Holyoke Snippets — 02 July 1902

by Laurel | November 4th, 2014

02 July 1902

Holyoke Springdale Park

Springdale Park
Holyoke, Massachusetts

The races at Springdale Park were postponed until today, on account of yesterday morning’s downpour, and perhaps it was just as well, for although the sun came out at noon, the track must have been heave. Lillian Hoffman, and the trained horses will therefore be seen at the park today for the first time. In addition to the three-minute trot and 2:19 minute pace, there will be added the 2:23 pace, making three races today.

Man Falls From Three-Story Window — Patrick Donoghue, 22, fell from a third-story window to the sidewalk at his home at 32 Prospect Street about 9:30 last evening, and so far as could be learned by Dr. F. F. Celce, who was called to attend him, will be none the worse for his fall except for some cuts and bruises which ought to heal easily.  No bones were broken nor were there any signs of fracture or internal injuries. Concussion of the brain may get in, but there was no sign of it last evening. He was seated at the window and lost his balance. From the appearance, it was evident that he revolved in the air, striking the window of the second story in his descent and breaking the glass and cutting himself. he struck slanting, and was scraped and bruised on his shoulder, arm, and legs. Holyoke has quite a record for falls of the kind in which the victims escaped minus injury. A child falling six stories in an unfinished block, about a year ago, striking a portion of the building at about every floor, and then playing marbles the next day as though nothing had happened.

Dates of Annual Shut Down — The Holyoke Water Power Company sent out notices yesterday of the annual drawing out of water from the canals of the company, the notice reading that the water would be drawn out of the canals at midnight on July 31, and that the canals would be full again at 6 a.m. Tuesday, August 5. This is the annual time for repairs and a few days’ holiday is obtained for the workers in the mils, although many of them, particularly family men, are employed about the repair work.

James E. Kelley’s Saloon Sold — James E. Kelley sold his saloon yesterday to John Winn, formerly with the Hadley Thread Company, and at present returning the fruit, cigar and confectionery stand that he bought of “Tom” Tucker, at the corner of Race and Mosher Streets in the Nugent Hotel building. Mr. Winn will take possession today, Mr. Kelley surrendering the keys last evening. Mr. Kelley is now running the Marble Hall hotel in company with Jacob Becker.

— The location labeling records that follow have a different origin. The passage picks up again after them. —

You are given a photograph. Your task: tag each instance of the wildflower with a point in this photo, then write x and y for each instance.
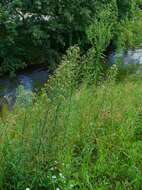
(54, 177)
(61, 175)
(27, 188)
(57, 188)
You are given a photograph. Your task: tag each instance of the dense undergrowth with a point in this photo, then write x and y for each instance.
(75, 135)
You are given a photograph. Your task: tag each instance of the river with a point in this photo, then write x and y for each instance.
(30, 81)
(33, 80)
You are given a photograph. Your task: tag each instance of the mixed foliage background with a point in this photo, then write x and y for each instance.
(39, 31)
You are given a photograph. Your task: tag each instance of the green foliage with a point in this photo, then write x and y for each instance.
(39, 32)
(88, 140)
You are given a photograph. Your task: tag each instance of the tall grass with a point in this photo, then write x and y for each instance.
(88, 139)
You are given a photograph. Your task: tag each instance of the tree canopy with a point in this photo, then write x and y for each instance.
(39, 31)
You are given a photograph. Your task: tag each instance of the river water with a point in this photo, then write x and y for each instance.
(30, 81)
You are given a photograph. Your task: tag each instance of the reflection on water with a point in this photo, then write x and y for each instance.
(31, 81)
(129, 57)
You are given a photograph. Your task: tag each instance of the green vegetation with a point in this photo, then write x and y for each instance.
(81, 136)
(40, 31)
(83, 130)
(90, 139)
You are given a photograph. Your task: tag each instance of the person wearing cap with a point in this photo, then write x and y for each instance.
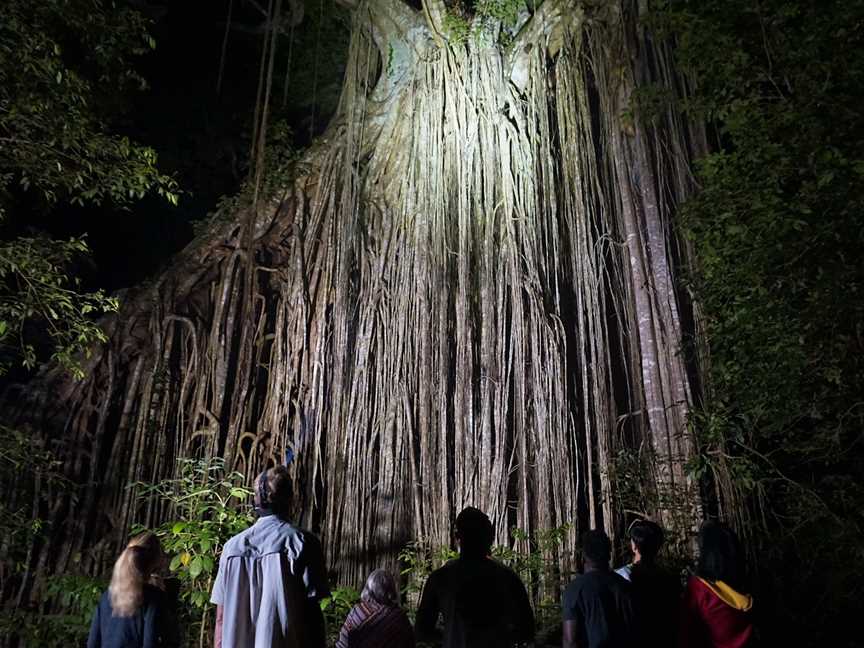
(717, 611)
(483, 603)
(597, 608)
(656, 591)
(271, 577)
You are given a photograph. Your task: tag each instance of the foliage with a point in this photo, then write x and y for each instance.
(63, 66)
(60, 64)
(336, 608)
(206, 506)
(487, 22)
(26, 464)
(777, 232)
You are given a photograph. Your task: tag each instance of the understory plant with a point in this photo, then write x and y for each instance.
(206, 505)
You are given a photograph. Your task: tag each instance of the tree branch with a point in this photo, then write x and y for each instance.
(435, 11)
(543, 29)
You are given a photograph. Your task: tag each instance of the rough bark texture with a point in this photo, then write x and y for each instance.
(466, 295)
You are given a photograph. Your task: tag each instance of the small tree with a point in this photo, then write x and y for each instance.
(61, 67)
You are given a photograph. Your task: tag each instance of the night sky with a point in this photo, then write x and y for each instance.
(201, 137)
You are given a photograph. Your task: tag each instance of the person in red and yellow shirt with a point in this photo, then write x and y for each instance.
(717, 612)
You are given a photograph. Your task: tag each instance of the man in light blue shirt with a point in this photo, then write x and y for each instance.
(271, 578)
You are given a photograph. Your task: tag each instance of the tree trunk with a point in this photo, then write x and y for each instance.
(465, 295)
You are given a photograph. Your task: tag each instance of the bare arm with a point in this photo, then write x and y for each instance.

Two other youths were concerned in the attempted robbery at E.D. Wells & Co.’s Sunday night, and they were in court yesterday. Levi Labourin, the principal, was held for the superior court. Alfred Turgeon was sent to the Lyman school for boys, and Wilfred Fornier was sent to the Massachusetts reformatory. William Moore and John Jensen were sent to jail for a month for drunkenness. Arthur Delaurey was sent to the Lyman school for vagrancy. Adolph Tatro was fined $2 for violation for the city ordinance, and one “drunk” was fined $6.

Six prizes are offered for the best hits in the “rag shags” procession at Elmwood Friday. The processon will start at 8, and march through most of Elmwood. The prizes are on exhibition at the Elmwood Pharmacy. Three judges will award prizes. [Note: if you are wondering about what the meaning of “rag shag” might be, you can find some discussion at this link.]

Adapted from The Springfield Republican.